Fake or Not, The Automaton Landscape That Prompts People to Believe A Stoic Tweet About A Workplace Shooting

While certainly, in the technological world of today (the singularity and all that rot), there are numerous ways in which to notify the public at large about a shooter that has taken siege upon your corporate building, one of those ways doesn’t feel like it should be Twitter. And written in a calm, almost eerily cipher-like manner at that. Though product manager Vadim Lavrusik’s stoic play-by-play, “Active shooter at YouTube HQ. Heard shots and saw people running while at my desk. Now barricaded inside a room with coworkers” (which definitely sounds like hell on earth), has been removed after the discovery that the account was hacked, it was nonetheless believed. And that it was believed is what makes it just as disconcerting. That Nasim Najafi Aghdam, the rare female gun rampager that showed up to YouTube on Tuesday was not an employee, is, in all honesty, probably why she was able to convey such, let’s call it, passion. Because most people working in corporate America have long ago had their “emotion sensor” deactivated, tripped only vaguely at the threat of death, apparently.
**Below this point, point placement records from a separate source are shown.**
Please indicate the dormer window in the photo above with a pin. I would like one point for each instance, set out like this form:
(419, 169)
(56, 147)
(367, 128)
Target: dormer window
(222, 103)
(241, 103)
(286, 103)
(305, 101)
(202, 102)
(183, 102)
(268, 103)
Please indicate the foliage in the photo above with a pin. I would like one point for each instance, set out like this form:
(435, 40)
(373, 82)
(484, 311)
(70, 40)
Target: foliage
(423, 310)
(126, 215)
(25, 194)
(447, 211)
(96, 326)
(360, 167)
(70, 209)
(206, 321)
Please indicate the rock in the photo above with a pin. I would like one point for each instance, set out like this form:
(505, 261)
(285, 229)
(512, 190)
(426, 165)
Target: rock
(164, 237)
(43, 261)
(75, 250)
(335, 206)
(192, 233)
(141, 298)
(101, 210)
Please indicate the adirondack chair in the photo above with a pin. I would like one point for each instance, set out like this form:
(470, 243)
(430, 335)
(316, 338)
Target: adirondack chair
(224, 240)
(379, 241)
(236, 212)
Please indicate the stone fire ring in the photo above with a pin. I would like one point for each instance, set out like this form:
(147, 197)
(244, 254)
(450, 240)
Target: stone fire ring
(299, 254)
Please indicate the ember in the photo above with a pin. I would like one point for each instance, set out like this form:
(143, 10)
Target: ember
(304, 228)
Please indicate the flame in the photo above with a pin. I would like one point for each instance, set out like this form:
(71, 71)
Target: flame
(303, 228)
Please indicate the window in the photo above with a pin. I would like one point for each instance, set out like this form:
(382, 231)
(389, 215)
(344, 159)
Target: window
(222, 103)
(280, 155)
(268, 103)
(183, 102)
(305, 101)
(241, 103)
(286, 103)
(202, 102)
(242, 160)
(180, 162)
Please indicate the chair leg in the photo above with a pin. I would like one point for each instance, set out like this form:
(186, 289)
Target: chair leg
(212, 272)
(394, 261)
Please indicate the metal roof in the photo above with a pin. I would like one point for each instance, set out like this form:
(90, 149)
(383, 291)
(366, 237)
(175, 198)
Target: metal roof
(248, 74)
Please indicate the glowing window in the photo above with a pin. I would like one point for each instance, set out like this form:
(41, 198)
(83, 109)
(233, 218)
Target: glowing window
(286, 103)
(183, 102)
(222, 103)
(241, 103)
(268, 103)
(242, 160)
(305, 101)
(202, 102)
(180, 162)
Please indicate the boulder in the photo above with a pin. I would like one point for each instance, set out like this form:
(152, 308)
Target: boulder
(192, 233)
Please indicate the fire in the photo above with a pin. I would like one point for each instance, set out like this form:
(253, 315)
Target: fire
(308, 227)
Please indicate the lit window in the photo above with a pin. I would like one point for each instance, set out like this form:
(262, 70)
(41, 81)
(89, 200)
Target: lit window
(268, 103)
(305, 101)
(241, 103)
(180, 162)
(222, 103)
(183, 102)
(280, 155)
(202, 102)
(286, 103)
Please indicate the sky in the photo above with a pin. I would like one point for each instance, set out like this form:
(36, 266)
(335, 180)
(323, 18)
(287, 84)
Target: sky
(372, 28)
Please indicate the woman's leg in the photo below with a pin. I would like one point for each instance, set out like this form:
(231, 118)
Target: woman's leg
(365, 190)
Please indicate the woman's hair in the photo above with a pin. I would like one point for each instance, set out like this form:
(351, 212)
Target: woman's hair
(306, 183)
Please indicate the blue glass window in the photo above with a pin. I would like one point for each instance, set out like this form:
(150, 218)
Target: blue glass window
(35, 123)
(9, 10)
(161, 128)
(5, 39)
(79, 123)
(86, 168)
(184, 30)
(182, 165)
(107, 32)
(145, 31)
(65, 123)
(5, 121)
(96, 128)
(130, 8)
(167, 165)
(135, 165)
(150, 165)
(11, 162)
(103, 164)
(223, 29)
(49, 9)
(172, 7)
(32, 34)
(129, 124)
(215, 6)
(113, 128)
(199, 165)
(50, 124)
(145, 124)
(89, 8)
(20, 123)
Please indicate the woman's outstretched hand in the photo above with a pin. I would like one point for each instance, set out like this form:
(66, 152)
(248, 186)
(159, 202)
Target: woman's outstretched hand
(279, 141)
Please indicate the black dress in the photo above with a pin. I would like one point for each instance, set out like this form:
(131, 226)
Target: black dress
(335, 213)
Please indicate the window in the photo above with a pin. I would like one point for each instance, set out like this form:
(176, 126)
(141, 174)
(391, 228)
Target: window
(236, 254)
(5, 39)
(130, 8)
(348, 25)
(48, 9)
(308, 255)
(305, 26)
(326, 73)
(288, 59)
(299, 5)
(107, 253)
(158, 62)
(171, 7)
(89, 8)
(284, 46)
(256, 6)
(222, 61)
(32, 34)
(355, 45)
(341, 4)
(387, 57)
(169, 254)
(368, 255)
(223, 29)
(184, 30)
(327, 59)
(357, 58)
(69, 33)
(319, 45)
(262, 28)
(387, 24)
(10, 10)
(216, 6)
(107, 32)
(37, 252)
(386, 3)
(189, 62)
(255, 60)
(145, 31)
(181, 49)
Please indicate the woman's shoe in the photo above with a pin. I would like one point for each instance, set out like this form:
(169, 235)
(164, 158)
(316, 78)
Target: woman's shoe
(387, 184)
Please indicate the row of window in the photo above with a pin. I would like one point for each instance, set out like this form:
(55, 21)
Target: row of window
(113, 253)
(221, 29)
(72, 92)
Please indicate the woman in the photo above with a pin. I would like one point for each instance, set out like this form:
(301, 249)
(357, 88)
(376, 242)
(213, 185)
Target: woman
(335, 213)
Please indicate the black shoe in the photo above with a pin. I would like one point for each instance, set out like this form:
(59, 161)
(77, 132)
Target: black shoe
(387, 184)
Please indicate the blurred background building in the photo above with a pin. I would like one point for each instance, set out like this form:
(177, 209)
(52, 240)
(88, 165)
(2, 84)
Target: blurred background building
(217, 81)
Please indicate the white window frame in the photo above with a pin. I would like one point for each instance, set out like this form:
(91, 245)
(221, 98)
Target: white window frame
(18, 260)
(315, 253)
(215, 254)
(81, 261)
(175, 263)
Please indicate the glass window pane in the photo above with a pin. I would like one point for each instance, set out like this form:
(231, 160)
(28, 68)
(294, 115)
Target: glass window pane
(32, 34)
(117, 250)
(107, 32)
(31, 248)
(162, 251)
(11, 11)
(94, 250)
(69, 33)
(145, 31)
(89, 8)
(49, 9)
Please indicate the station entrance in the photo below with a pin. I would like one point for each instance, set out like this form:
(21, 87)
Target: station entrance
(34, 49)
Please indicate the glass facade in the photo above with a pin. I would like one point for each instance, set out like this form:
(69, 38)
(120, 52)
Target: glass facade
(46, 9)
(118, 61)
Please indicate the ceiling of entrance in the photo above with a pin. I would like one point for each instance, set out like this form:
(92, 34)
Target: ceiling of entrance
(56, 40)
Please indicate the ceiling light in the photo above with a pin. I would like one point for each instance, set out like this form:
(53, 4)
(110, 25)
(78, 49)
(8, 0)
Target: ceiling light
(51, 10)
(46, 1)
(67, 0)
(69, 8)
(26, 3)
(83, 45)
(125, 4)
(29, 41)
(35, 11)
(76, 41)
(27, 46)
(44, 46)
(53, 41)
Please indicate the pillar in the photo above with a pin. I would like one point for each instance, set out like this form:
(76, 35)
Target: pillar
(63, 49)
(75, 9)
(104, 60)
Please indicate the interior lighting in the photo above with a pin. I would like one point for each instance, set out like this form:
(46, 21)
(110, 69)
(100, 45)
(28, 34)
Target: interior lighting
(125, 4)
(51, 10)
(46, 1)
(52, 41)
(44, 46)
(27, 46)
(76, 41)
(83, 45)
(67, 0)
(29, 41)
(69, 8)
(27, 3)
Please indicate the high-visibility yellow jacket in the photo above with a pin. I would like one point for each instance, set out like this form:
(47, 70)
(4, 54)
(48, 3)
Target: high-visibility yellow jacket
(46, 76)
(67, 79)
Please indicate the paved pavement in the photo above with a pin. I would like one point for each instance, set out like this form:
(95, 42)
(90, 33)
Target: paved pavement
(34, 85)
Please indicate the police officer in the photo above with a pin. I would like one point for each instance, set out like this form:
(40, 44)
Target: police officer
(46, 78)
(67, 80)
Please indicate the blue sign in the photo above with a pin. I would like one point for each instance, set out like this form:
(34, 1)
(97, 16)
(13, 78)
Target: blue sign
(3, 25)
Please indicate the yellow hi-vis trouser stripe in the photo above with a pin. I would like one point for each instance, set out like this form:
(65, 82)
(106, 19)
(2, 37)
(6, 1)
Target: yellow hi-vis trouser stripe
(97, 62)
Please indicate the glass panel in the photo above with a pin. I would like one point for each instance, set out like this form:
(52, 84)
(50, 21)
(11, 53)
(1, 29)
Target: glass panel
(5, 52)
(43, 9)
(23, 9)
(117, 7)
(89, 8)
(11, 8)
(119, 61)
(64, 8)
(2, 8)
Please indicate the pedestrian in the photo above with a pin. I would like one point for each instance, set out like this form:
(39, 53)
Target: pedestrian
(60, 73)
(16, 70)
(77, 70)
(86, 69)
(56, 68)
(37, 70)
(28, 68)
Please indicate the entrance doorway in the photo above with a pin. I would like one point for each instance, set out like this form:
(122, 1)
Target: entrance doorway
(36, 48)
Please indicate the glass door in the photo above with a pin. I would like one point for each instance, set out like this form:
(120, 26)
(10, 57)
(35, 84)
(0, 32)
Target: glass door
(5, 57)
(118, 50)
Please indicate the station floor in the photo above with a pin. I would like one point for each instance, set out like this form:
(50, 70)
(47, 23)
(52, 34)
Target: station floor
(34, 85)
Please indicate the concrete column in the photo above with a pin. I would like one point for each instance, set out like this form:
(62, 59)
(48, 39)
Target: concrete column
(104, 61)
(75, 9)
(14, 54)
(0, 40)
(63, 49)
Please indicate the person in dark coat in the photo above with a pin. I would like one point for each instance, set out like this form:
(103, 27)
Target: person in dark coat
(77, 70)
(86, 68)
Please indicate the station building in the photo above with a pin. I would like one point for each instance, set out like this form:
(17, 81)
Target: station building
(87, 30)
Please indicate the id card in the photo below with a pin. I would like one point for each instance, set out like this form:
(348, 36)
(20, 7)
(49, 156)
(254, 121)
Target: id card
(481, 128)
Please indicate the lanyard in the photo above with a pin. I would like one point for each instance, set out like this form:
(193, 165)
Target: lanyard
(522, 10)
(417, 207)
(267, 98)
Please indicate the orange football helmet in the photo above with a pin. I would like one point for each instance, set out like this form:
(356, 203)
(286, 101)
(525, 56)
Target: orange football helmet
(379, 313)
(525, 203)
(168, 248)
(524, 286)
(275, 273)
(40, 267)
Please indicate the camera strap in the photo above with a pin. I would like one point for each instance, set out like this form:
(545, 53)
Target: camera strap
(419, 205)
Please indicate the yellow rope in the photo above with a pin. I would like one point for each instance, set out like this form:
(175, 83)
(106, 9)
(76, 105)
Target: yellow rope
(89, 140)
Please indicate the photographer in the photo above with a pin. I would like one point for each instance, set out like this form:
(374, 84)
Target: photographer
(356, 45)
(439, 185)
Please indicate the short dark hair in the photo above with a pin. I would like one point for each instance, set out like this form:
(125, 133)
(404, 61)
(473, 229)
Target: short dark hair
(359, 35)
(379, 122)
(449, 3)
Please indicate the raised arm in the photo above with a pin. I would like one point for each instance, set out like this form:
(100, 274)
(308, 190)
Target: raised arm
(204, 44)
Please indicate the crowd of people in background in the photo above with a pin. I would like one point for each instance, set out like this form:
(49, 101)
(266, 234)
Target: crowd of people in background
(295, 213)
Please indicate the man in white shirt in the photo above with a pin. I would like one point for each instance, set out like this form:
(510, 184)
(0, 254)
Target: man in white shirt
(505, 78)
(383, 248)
Her long-standing issues with YouTube’s policies in terms of the “adpocalypse” a.k.a. certain YouTube channels not having as fair of a chance to incur revenue–specifically those that Aghdam preferred to post (content pertaining to animal cruelty and the dangers of anal sex, etc.)–drove her to take the drastic action that led to her wounding three people in the company’s employ, followed by the predictable act of killing herself. And, to a certain extent, Aghdam’s extreme dissatisfaction trickles down to a more troubling phenomenon in American culture: that people want to make money from posting videos and/or become famous from them. With a click as easy as 1-2-3, you, too, can do essentially nothing but be yourself. It’s almost as simple as sitting at your desk and tweeting about a life-threatening crisis. At the same time, can a person be blamed for wanting to “generate revenue” this easily (the days of “hard work” as envisioned by manual labor are long gone) when an office job is so soul-sucking that it would genuinely cause people to think that you could detachedly tweet as though you were writing a captain’s log about imminent death all around you?